Washington Editor

Although venture capital investing in the biotechnology arena slowed in the third quarter of 2007, with fewer deals completed and dollars invested than in the two previous quarters, the space continues to have strong interest for VC firms, said Mark Heesen, president of the National Venture Capital Association.

Biotechnology had $1.1 billion going into 99 deals in the third quarter, Heesen told BioWorld Today. VCs invested $1.2 billion in biotech in 124 deals in the second quarter, and in the first quarter, "the strongest quarter ever recorded for the amount of money" for biotech, VCs invested $1.5 billion in 106 deals, he added.

"What we've seen thus far this year is a continuation of what happened in 2006, and that is a marked increased interest in the life science category in general," Heesen said.

Currently, said James N. Topper, general partner for veteran venture capital firm Frazier Healthcare Ventures, there is a very robust environment for funding in biotech companies. "They've got innovative programs and are doing interesting therapeutic development," he said. "We think the sector is very strong.

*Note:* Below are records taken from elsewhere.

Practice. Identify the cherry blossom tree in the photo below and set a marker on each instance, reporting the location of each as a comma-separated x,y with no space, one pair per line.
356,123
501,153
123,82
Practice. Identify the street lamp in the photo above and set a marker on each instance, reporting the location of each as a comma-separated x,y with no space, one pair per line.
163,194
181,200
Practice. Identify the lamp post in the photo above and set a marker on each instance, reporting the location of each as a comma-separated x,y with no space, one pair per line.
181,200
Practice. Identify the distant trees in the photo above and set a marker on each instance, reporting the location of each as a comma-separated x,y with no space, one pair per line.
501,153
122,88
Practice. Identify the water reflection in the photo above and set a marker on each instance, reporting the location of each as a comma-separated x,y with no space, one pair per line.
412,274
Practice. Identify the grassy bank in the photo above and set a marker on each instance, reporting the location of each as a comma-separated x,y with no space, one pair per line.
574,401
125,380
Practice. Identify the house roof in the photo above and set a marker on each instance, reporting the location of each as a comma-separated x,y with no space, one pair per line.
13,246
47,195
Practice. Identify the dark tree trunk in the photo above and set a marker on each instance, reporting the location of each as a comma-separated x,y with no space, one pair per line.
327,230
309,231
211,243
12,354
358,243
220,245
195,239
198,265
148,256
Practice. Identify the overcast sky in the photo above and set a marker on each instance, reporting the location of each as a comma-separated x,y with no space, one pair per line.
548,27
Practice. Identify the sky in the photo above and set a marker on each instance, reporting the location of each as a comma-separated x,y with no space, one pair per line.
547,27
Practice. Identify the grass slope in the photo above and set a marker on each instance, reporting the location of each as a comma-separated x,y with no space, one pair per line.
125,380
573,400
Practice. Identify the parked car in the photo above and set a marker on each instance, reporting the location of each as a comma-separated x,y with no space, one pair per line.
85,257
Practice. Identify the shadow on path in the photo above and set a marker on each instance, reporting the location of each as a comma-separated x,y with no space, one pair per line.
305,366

It's a sector that's had consistent returns over the last 20 years."

Topper said that Frazier plans to invest roughly half of its sixth fund, $600 million in committed capital, in biotechnology firms.

The firm announced Monday that the fund, FH VI, reached its hard cap of limited partner commitments in a first and final close, bringing total capital under management to about $1.8 billion.

About 25 to 35 percent of the money will go to growth-equity health care companies, and the remainder of the fund will be targeted for medical device firms, he said.

"One of the nice things about having those three areas is having the flexibility," Topper said. "If one or more of those areas become very attractive or, alternatively, very challenging, we can push those allocations up or down a bit."

He noted that his firm invests across all stages of product development, from preclinical to late stage, and focuses on companies that are developing novel therapeutics that target unmet medical needs.

In addition, Topper said, Seattle-based Frazier is a national investor, which considers firms throughout the U.S. Although, he acknowledged that about half of Frazier's investments have been in West Coast firms.

"But we have no geographic bias. We will invest anywhere," he said.

One of Frazier's recent investment successes, Topper noted, involved antibiotic developer Alameda, Calif.-based Cerexa Inc., which was acquired in December 2006 by New York-based Forest Laboratories Inc. in a cash-for-stock deal worth about $600 million.

Investments in Cranbury, N.J.-based Amicus Therapeutics Inc., San Diego-based Cadence Pharmaceuticals Inc. and Seattle-based Trubion Pharmaceuticals Inc., which recently all completed initial public offerings, also panned out in a big way for Frazier and its investors, he said.

Topper noted that fewer and fewer VCs are investing in early stage product development firms.

However, he said, his firm is "still very amenable to early stage investing."

"We need early innovation to continue to keep the sector healthy," Topper contended.

Heesen noted that one issue that could crimp the interest by VC firms in biologic, pharmaceutical and medical device makers, whether they are early stage or late-stage firms, is the direction the Centers for Medicare & Medicaid Services will take in covering products for beneficiaries and the current discussion of health care reform triggered by the upcoming presidential election.

"We saw back in the early '90s when there was talk of health care reform when President Clinton first came in there certainly was a downturn in venture investing in that space," Heesen said. "So there is history there to show that venture capitalists may be looking elsewhere if it looks like, at the end of the day and after many, many years of investing and hours putting into growing these companies, that you can't get a proper price for your drug or device."

It's very clear, Topper said, that the U.S. spends too much money on health care.

"As health care investors, we support reform in health care because it's the right thing for the industry and it's the right thing for the country," he said.

But, Topper said, he thinks it is unlikely that there will be any sort of near-term major negative impact on the biotech and other life science industries because of the health care reform debate or outcome of the presidential election.

Venture capitalists, Heesen said, also must keep in mind that the outcome of the presidential election will have an impact on the FDA.

"Venture capital is just going to have to be aware that the FDA premarket approval process very likely could be a bit more complicated over the next year and a half as Bush appointees leave and whoever the president is starts bringing people," he said.

Despite the potential drawbacks of health care reform and changes at the FDA or CMS, Heesen said, there are many intriguing ideas brewing involving the life sciences industries, such as personalized medicine, that will continue to spark the interest of VCs.

"We are seeing some very interesting ideas coming out of the labs," he said.